Whatever you are going through, hold on to hope until you find the next step you plan to take.

“Some periods of our growth are so confusing that we don’t even recognize that growth is happening…. Whenever we grow, we tend to feel it, as a young seed must feel the weight and inertia of the earth as it seeks to break out of its shell on its way to becoming a plant… Often the feeling is anything but pleasant. But what is most unpleasant is not knowing what is happening… Those long periods when something inside ourselves seems to be waiting, holding its breath, unsure about what the next step should be, eventually become the periods we wait for, for it is in those periods that we realize we are being prepared for the next phase of our life….”
―Alice Walker


American Psychological Association. (2022). Stress in america survey.

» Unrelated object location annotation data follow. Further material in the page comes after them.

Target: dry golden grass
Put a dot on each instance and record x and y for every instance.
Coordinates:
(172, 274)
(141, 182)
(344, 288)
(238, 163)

Anderson, J. W., Liu, C., & Kryscio, R. J. (2008). Blood pressure response to transcendental meditation. American Journal of Hypertension, 21(3), 310–316.

Buric, I., et al. (2017). What is the molecular signature of mind–body interventions? A systematic review of gene expression changes induced by meditation and related practices. Frontiers in Immunology, 8.

Tang, et al. (2007). Short-term meditation training improves attention and self-regulation. Proceedings of the National Academy of Sciences, 104(43) 17152-17156.